Abstract

Monitoring the changes in soil organic carbon (SOC) pools is critical for sustainable soil and agricultural management. This case study models total and active organic carbon dynamics (2015/2016 to 2019/2020) using digital soil mapping (DSM) techniques. Model predictors include topographic variables generated from light detection and ranging data; soil and vegetation indices derived from Landsat satellite images; and soil and crop inventory information from Agriculture and Agri-Food Canada to predict total organic carbon (TOC) and permanganate oxidizable carbon (POXc) at the 0–15 cm depth increment for a 37 km2 study area in Truro, Nova Scotia. Quantile Regression Forest and stochastic Gradient Boosting Model were utilized for prediction. Although both models performed equally well for predicting TOC and POXc, the accuracy of TOC predictions (e.g., concordance correlation coefficient (CCC) = 0.67) was better than POXc predictions (e.g., CCC = 0.53). The Landsat variables and crop inventory were dominant predictors, while topographic variables across the relatively homogeneous terrain had relatively little influence.
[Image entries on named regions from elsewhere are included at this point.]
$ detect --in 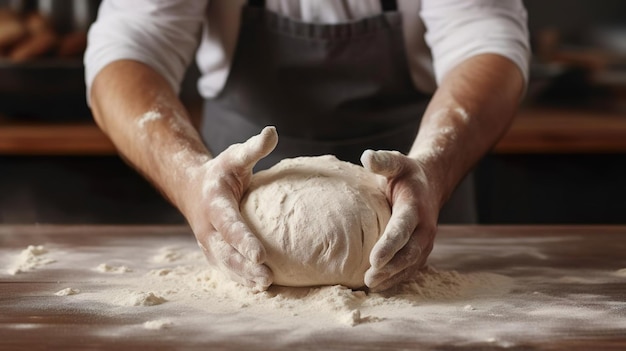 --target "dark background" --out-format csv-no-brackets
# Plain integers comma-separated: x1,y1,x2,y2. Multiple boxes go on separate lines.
0,0,626,224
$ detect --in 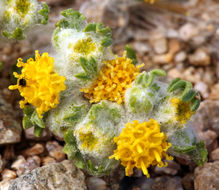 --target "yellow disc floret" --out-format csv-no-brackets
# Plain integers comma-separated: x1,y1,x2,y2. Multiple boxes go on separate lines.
110,119,172,177
9,51,66,117
81,52,141,104
170,98,194,124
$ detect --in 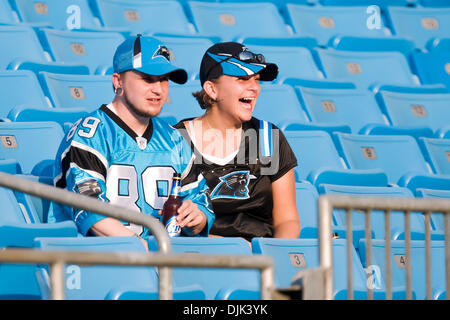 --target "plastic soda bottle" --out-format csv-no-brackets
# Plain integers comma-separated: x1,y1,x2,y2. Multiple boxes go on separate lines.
162,173,182,237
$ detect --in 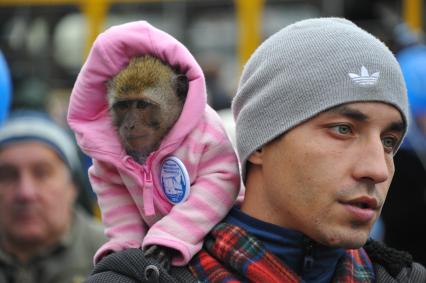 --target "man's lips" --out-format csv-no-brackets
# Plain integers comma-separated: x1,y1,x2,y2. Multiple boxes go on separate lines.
342,196,379,210
340,196,380,222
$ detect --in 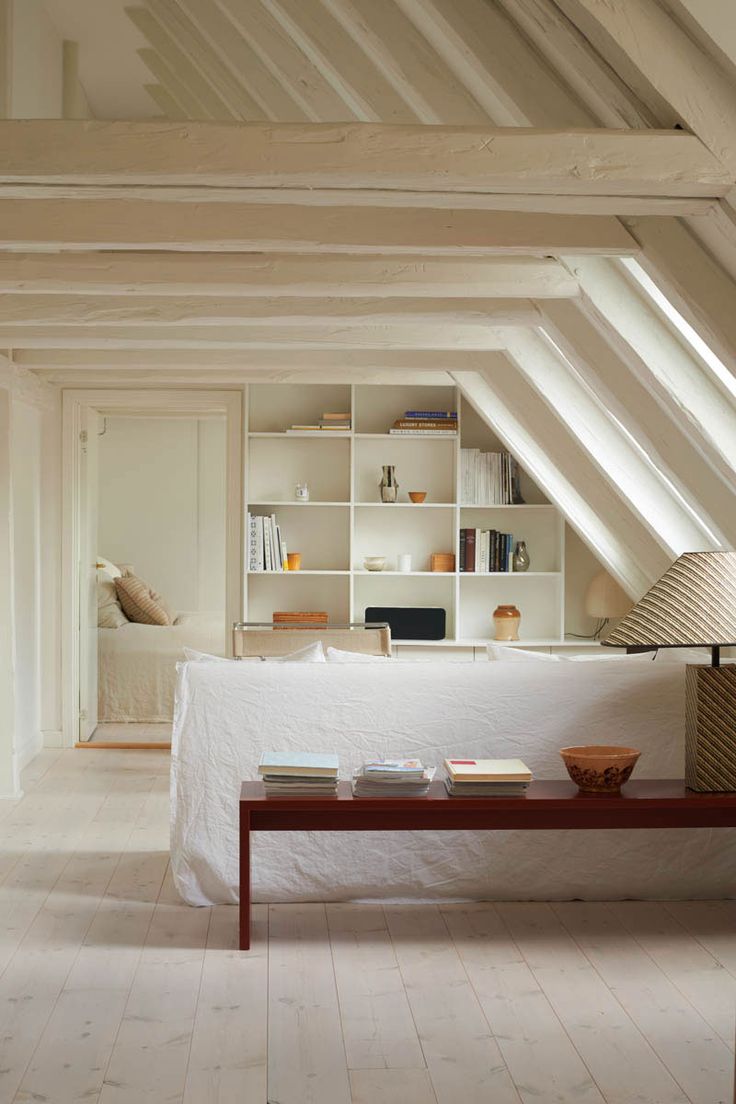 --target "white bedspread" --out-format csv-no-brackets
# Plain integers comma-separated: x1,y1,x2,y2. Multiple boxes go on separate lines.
97,613,225,723
171,661,736,905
During the study period, changes in POXc were predicted across 98% of the study area, with a mean absolute loss of 5.77 (±11.48) mg/kg/year, and in TOC on 27% of the area, with a mean absolute loss of 0.15 (±0.09) g/kg/year. While the annual crop fields observed the highest loss of TOC and POXc, the decline in pasture–grassland–forage fields was relatively low. The study reinforced the effectiveness of DSM for modeling multiple SOC pools at the farm to landscape scales.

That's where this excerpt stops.